# Approximation a cylindrical roller's volume with an estimate for the error

I was trying to solve this problem: A cylindrical roller is exactly 12 inches long and its diameter is measured as 6 ± 0.05 inches. Approximate its volume with an estimate for the error.

I think I could use the differential of y (dy) equation and get f ‘(x), which I assume is the volume in question, however I have no change in volume to equate dy’s equation to. Am I wrong in my assertion? Do I need to do linear approximation for this problem?

• Why don't just compute the volume?
– user
Dec 4, 2023 at 8:21
• Conflict between the original poster's instincts, which seem good to me, and the bizarre nature of the problem. As has already been commented, there is no reason to use calculus here, since the formula is readily available, and you can determine the $~\pm~$ error the same way. On the other hand, the original poster is probably wondering why they would be assigned such a problem in a calculus class (assuming that that is what is happening), when calculus is not needed. What is the point? My only explanation here is that sometimes problem composers do daffy things.

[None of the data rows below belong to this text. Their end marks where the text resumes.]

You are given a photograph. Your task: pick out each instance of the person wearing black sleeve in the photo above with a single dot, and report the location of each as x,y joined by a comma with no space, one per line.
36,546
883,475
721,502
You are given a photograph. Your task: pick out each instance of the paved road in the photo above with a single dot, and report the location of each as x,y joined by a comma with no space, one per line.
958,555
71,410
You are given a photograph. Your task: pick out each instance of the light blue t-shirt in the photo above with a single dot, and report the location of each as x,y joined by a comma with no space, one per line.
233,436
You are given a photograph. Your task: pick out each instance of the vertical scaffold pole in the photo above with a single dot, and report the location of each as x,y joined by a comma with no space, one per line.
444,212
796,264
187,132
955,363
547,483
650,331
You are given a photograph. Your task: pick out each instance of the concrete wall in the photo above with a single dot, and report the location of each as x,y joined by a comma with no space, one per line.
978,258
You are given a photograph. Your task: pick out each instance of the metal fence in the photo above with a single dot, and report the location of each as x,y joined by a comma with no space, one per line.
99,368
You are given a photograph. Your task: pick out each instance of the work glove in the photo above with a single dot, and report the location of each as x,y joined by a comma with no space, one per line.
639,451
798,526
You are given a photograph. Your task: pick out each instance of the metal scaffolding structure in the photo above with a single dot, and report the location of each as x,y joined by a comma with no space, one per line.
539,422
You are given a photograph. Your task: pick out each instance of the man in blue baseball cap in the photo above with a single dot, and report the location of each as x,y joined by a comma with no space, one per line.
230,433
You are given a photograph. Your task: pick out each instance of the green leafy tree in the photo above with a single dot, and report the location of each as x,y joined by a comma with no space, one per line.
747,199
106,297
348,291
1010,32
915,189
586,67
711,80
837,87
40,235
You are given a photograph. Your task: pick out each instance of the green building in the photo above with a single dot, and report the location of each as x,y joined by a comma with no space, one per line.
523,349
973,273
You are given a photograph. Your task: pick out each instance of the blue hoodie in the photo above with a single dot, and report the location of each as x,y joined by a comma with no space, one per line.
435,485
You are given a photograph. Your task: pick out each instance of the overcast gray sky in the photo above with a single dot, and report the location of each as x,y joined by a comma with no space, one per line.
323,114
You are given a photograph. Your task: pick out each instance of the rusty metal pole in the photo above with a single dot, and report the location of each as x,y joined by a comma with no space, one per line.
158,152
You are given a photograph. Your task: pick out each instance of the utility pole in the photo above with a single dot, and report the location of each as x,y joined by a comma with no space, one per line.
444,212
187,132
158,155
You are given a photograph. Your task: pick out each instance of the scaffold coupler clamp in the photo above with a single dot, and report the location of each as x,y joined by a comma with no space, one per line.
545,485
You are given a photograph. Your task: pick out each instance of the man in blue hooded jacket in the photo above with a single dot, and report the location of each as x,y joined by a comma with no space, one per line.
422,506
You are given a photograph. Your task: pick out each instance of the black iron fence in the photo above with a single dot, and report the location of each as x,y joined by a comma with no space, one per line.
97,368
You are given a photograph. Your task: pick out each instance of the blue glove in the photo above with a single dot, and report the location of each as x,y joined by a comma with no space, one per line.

Dec 4, 2023 at 8:30

$$V=\frac{1}{4} \pi d^2 h$$ $$V=\frac{1}{4} \pi (6\pm0.05)^2(12)$$ $$V=(6\pm0.05)^2 3\pi$$ I think what you want is the volume as is $$V \pm dV$$, so, that would be something like
$$V=(36\pm 2\times0.05)\times3\pi$$ $$V=(108\pm 0.3)\pi$$ In physics a usually the $$\Delta x^2$$ term is ignored, as it is beyond the significant figure.